You've Run the HubSpot AEO Grader. Here's What Your Score Doesn't Tell You.
The HubSpot AEO Grader is a legitimate tool. It gives you five real scores across three real AI platforms, costs nothing, and takes two minutes. The problem isn't what it measures. It's what it can't see, and that gap is exactly where most brands' citation problems actually live.
We ran Cited By AI® through the grader ourselves. ChatGPT gave us a 36 overall, with a Share of Voice score of 0/10. Perplexity scored us 49. Gemini, 50. Those numbers are honest; we're a young brand in a fast-moving category. But here's what the grader couldn't tell us: which paragraph on our site is causing the ChatGPT score to be 14 points lower than Perplexity, and what specifically to change about it.
That's not a criticism of HubSpot. It's a description of what the tool is built to do. Understanding the distinction is what tells you what to do next.
What the HubSpot AEO Grader actually measures
The grader evaluates your brand across five scored dimensions, cross-validated across ChatGPT (OpenAI), Perplexity, and Gemini. It doesn't query Claude or Microsoft Copilot. The five dimensions are:
-
Sentiment AnalysisTone of AI descriptions across three layers: overall sentiment, contextual sentiment by topic, and source-based sentiment. Scored out of 40, the highest-weighted dimension.
-
Brand RecognitionHow frequently and prominently your brand appears in AI-generated responses. Scored out of 20.
-
Presence QualityData richness: the variety, depth, and consistency of information available about your brand across AI training data. Scored out of 20.
-
Share of VoiceYour estimated percentage of category-level AI mentions relative to competitors. Scored out of 10.
-
Market PositionCompetitive classification: Leader, Challenger, or Niche Player, plus an innovation archetype (Innovator, Disruptor, Traditionalist). Scored out of 10.
These are all real signals. A low Sentiment score means AI is describing your brand in neutral or negative terms. A low Presence Quality score means AI models have thin or inconsistent data about you.
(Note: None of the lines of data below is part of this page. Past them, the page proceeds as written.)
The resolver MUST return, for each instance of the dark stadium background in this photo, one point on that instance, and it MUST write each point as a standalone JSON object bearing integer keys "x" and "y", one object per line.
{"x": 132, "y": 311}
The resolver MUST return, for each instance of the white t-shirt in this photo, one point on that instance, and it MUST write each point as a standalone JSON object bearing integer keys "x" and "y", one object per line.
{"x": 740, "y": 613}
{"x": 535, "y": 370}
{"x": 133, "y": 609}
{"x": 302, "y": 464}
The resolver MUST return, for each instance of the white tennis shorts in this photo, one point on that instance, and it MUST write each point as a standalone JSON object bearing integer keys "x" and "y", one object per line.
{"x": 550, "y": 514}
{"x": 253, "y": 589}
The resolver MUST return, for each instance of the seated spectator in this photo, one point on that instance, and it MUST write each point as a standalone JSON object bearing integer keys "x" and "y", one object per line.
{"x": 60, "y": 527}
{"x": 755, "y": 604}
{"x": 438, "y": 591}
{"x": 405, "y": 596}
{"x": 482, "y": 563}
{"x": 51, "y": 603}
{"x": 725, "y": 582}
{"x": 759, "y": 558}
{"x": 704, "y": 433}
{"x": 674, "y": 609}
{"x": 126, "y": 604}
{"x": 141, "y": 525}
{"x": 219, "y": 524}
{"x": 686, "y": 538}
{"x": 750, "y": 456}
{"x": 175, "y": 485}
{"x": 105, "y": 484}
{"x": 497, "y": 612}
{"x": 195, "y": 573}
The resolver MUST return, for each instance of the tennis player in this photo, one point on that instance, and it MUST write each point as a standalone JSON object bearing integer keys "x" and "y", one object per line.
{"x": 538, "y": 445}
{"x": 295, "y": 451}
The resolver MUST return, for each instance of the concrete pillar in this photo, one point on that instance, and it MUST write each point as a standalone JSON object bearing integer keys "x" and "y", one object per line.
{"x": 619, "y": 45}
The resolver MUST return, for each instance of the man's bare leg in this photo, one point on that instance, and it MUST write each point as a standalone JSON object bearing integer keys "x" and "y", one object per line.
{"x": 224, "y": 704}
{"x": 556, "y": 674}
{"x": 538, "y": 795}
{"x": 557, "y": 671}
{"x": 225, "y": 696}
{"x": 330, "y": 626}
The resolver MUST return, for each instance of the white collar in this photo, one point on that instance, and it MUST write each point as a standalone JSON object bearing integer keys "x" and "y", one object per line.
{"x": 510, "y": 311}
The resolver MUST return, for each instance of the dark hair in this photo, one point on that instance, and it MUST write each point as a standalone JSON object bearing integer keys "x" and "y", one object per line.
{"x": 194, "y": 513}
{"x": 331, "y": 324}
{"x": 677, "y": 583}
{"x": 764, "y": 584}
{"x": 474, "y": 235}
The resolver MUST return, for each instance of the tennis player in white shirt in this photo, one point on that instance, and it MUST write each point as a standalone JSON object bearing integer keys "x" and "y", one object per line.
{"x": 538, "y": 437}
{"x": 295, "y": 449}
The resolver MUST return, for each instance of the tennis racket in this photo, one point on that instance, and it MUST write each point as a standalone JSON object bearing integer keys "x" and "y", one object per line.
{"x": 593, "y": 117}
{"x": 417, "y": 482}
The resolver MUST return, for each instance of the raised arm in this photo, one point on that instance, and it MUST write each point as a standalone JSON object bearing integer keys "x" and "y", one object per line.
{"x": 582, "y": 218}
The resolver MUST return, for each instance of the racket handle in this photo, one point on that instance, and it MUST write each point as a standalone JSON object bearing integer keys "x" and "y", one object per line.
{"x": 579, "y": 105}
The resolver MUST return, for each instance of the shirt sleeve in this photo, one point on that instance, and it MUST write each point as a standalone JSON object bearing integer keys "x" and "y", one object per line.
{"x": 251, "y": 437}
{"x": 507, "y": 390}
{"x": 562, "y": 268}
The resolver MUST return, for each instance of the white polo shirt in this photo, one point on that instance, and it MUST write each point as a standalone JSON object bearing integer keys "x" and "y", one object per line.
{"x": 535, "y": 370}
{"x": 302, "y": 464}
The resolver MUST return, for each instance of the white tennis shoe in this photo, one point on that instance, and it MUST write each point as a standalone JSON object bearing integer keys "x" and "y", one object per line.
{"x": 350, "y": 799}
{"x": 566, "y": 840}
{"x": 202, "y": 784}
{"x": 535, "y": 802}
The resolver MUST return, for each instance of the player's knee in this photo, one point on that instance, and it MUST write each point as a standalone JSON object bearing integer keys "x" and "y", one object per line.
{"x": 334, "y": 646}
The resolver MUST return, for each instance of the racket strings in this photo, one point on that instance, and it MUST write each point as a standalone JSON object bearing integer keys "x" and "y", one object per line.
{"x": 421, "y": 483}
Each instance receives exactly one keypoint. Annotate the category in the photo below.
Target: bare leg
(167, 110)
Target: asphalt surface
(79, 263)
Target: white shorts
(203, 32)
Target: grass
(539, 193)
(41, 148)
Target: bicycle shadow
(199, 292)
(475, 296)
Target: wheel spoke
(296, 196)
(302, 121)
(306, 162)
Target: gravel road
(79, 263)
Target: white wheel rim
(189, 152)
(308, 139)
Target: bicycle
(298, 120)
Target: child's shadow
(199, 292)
A Share of Voice of 0/10 (which is what we got from ChatGPT) means you're not being mentioned in category conversations at all on that platform.
All of that is worth knowing. The question is what you do with it.
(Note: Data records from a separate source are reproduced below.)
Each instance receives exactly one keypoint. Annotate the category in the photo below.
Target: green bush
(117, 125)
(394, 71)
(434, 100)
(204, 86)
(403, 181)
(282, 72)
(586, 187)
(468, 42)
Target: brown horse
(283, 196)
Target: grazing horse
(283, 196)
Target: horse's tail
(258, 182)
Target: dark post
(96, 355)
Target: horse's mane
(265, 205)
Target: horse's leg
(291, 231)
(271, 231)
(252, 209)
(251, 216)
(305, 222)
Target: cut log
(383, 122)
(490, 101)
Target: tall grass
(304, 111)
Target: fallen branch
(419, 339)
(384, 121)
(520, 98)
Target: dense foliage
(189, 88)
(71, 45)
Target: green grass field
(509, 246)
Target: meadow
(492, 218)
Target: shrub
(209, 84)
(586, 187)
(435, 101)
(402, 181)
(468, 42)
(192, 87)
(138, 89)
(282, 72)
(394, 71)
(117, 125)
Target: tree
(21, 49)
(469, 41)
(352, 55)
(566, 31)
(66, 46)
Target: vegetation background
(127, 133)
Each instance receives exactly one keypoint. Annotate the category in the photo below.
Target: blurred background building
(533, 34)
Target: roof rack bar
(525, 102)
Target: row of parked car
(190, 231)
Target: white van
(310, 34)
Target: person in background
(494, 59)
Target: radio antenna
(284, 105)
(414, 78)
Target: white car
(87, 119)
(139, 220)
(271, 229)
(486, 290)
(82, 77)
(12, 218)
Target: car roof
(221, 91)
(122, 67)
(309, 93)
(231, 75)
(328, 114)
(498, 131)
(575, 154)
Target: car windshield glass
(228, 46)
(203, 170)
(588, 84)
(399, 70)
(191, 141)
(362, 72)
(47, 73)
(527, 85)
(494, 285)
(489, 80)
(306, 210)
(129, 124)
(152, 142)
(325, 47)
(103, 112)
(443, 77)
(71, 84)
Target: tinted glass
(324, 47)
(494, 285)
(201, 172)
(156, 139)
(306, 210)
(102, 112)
Our actual scores, and what the grader said
Running Cited By AI® through the grader on 7 April 2026 produced this:
| Dimension | ChatGPT | Perplexity | Gemini |
|---|---|---|---|
| Overall Score | 36/100 | 49/100 | 50/100 |
| Brand Recognition | 2/20 | 3/20 | 3/20 |
| Market Score | 6/10 | 6/10 | 6/10 |
| Presence Quality | 5/20 | 9/20 | 9/20 |
| Brand Sentiment | 23/40 | 29/40 | 30/40 |
| Share of Voice | 0/10 | 2/10 | 2/10 |
The grader's verdict across all three platforms: "You're on the right track, but there's room to further optimise for AEO." That's accurate. It's also where the diagnosis stops.
Our ChatGPT score is 13 points lower than our Perplexity score. Why? The grader can't tell us. Our Presence Quality on ChatGPT is 5/20 versus 9/20 on the other two. What specifically is causing that gap? Not in scope. Our Share of Voice on ChatGPT is zero. Which pages need rewriting to change that, and how? The report doesn't go there.
The specific gap: brand level vs block level
The HubSpot AEO Grader operates at the brand level. It asks AI platforms how they characterise your brand overall. That's a legitimate question with a real answer. But AI citation decisions aren't made at the brand level. They're made at the block level.
When someone asks ChatGPT "what's the best tool for AI search visibility in the UK?", the model doesn't evaluate your brand's overall reputation and decide whether to cite you. It runs a retrieval process, pulling the specific 134 to 167 word content chunks from its training data that best answer the query, then cites the sources those chunks came from. That retrieval decision happens at the paragraph level, not the brand level.
A brand-level score tells you AI isn't citing you much. A block-level score tells you which paragraph AI skipped last Tuesday and exactly why.
A paragraph that opens with brand narrative ("Cited By AI® is a UK-based consultancy that...") will be skipped by retrieval systems in favour of a paragraph that opens with a direct declarative answer ("AI Search Engine Optimisation is the practice of..."). Both paragraphs might be on the same domain with the same brand recognition score. The grader treats them identically. The retrieval system doesn't.
What the grader can't show you
- Five brand-level scores per platform
- Composite score out of 100
- Sentiment classification
- Competitive position label
- Written interpretation (behind email gate)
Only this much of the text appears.